India's Mining and Construction Equipment (MCE) industry is entering a decisive decade. The sector sits at the center of the country's infrastructure expansion. The roads, railways, ports, airports, mines, factories, and power systems being built all depend on machines that move earth, lift loads, drill, crush, and pave at scale. The global MCE industry is worth about USD 420-440 billion, with Asia-Pacific accounting for roughly 55% of it. Within that landscape, India has become one of the fastest growing major markets, with domestic demand exceeding USD 17 billion in 2025.
Within a decade, MCE has gone from a small, import led market to a global growth platform, with India crossing over to become a net exporter of mining and construction equipment. Exports have nearly tripled over the past decade to around USD 4.9 billion in 2025 - an early but meaningful sign of credibility as an export base.
The domestic runway remains long. India's Viksit Bharat trajectory implies a build-out across infrastructure, manufacturing, critical minerals, and the energy transition that runs for decades. Capital expenditure in MCE-linked sectors is expected to rise from about INR 5.5 lakh crore in 2025 to INR 9-10 lakh crore by 2030, and on this pathway the Indian MCE market could reach USD 180-200 billion by 2047. Mechanization intensity also remains below global benchmarks, at roughly half the global level. This headroom will let the sector grow beyond infrastructure and mining spend alone.
The export headroom is equally significant. Globally, countries import around USD 150 billion of mining and construction equipment, but less than 4% of that demand is currently supplied by India. The near-term opportunity is clearest in developing regions like Southeast Asia, Africa, the Gulf, and South America. These are categorized with rising infrastructure and mining demand but remain highly import-dependent, with China supplying nearly half of their imports. The China+1 shift creates space for Indian OEMs to offer a credible, value for money alternative. Developed markets such as North America, the EU, Australia, and the UK are a medium to longer-term opportunity that will require higher specification, emission compliant, and autonomy ready products. By 2047, India could aspire to capture at least 20% of the global export market which is an annual opportunity of USD 75 billion.
At the same time, the equipment itself is being reinvented. The report examines six shifts remaking the industry worldwide including cleaner powertrains, connected and software defined fleets, autonomous vehicles, deeper mining, mechanization of mining operations, and new ways of owning and financing machines. Keeping pace through this transition is now essential for Indian OEMs to compete globally.
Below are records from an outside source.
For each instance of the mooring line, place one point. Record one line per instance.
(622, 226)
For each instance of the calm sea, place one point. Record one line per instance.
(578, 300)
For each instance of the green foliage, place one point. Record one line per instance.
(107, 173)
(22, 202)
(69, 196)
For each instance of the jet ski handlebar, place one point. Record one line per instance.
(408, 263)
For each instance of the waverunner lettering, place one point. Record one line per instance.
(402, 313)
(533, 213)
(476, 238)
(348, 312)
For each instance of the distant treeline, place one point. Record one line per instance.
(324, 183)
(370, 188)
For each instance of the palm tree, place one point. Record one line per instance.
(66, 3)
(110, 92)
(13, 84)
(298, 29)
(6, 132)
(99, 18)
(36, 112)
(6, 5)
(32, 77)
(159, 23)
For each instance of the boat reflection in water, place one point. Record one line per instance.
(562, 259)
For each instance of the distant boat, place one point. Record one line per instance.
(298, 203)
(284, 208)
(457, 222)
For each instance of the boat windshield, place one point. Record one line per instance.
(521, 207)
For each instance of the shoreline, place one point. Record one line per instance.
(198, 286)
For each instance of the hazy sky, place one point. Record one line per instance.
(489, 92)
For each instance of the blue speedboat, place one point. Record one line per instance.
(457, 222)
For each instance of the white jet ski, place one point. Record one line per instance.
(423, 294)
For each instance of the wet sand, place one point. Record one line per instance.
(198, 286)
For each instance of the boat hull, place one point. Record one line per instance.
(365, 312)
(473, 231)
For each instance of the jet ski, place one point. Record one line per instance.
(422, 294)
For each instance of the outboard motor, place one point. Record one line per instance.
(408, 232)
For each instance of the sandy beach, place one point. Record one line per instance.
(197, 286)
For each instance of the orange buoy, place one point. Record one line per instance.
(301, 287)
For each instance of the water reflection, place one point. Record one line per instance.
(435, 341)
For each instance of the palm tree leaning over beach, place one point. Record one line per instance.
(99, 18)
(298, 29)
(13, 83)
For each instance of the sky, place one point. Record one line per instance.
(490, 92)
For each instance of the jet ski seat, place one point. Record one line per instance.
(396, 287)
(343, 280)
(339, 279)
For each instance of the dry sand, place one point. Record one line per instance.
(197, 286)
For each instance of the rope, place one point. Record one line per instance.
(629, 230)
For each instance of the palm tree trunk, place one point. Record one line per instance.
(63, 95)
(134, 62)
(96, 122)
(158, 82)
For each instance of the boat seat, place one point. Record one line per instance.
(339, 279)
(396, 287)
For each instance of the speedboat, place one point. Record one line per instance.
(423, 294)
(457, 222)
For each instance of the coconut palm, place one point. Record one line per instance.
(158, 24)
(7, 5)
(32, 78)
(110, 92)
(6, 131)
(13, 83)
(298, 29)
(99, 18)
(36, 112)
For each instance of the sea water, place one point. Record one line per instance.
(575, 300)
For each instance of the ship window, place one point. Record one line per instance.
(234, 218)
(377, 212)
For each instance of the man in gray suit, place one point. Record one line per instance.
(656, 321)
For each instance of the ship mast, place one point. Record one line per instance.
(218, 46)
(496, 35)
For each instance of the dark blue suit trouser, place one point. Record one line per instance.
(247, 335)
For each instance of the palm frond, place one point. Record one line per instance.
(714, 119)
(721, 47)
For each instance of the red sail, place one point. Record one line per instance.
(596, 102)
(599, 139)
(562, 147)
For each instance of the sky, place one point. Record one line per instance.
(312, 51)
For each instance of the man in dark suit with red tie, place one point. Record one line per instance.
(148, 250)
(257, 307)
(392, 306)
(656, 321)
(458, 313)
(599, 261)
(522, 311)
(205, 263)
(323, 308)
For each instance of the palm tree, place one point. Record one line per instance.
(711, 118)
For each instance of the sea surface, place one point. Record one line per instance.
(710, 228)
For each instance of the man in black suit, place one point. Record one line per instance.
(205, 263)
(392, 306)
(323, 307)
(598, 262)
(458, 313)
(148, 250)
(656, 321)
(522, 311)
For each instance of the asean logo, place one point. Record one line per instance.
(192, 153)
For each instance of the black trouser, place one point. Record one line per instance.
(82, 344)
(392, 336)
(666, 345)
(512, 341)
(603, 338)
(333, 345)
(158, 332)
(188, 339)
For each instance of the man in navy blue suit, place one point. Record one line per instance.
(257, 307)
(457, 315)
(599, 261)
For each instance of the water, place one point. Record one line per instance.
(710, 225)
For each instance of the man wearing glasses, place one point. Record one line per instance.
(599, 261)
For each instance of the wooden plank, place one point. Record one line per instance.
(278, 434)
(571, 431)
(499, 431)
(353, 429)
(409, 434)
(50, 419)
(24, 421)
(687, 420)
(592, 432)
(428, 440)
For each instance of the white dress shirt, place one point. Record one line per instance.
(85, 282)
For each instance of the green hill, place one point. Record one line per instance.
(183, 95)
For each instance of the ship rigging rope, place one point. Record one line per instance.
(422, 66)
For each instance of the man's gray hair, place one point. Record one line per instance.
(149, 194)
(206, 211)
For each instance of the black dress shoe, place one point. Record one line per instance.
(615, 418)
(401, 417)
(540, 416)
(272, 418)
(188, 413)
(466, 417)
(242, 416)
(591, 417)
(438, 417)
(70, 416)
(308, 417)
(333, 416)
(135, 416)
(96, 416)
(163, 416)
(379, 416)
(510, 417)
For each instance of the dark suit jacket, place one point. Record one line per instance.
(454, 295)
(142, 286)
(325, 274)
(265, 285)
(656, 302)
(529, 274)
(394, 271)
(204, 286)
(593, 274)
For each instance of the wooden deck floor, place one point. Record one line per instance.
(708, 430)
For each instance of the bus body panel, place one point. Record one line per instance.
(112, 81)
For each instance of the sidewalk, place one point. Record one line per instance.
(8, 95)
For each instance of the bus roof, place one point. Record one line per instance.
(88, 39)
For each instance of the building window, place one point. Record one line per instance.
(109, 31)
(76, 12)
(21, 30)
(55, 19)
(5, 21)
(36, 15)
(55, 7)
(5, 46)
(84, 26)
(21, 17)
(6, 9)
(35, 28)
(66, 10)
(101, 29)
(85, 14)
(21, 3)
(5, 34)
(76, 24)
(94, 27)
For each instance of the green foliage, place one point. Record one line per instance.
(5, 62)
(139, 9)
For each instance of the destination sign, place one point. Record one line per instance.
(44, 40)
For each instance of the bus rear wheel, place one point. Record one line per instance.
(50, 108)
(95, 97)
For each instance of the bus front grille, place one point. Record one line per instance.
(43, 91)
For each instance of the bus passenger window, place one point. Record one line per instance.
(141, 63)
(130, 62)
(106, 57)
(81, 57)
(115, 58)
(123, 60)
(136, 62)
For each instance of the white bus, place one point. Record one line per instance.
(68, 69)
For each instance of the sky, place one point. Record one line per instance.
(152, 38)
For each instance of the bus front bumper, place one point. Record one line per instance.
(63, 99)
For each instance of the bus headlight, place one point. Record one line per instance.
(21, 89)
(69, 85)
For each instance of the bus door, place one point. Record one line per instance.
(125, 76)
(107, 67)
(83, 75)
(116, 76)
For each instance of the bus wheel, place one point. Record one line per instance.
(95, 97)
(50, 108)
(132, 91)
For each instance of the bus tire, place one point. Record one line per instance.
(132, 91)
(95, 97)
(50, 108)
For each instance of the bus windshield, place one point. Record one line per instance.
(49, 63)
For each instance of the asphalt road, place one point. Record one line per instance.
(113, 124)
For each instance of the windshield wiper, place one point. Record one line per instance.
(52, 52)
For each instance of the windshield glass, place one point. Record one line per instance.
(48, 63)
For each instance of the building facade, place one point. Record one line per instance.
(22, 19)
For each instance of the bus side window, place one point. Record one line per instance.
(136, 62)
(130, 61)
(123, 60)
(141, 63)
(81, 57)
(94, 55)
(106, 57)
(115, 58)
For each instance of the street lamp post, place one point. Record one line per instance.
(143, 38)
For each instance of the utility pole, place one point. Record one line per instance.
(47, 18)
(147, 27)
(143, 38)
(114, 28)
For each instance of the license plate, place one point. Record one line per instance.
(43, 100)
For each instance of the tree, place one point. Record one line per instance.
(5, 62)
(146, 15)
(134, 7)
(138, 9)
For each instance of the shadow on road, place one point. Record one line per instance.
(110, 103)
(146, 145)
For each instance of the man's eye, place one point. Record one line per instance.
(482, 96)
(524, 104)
Realizing this opportunity calls for a coordinated effort between government and industry. Prepared by BCG in association with the Confederation of Indian Industry (CII), the report sets out a ten-point framework covering the policy and regulatory actions for the government's consideration, the commitments industry must make, and the priority areas where both need to act together - spanning Make in India and the critical-minerals ecosystem, localization, exports, skilling, R&D, and technology adoption.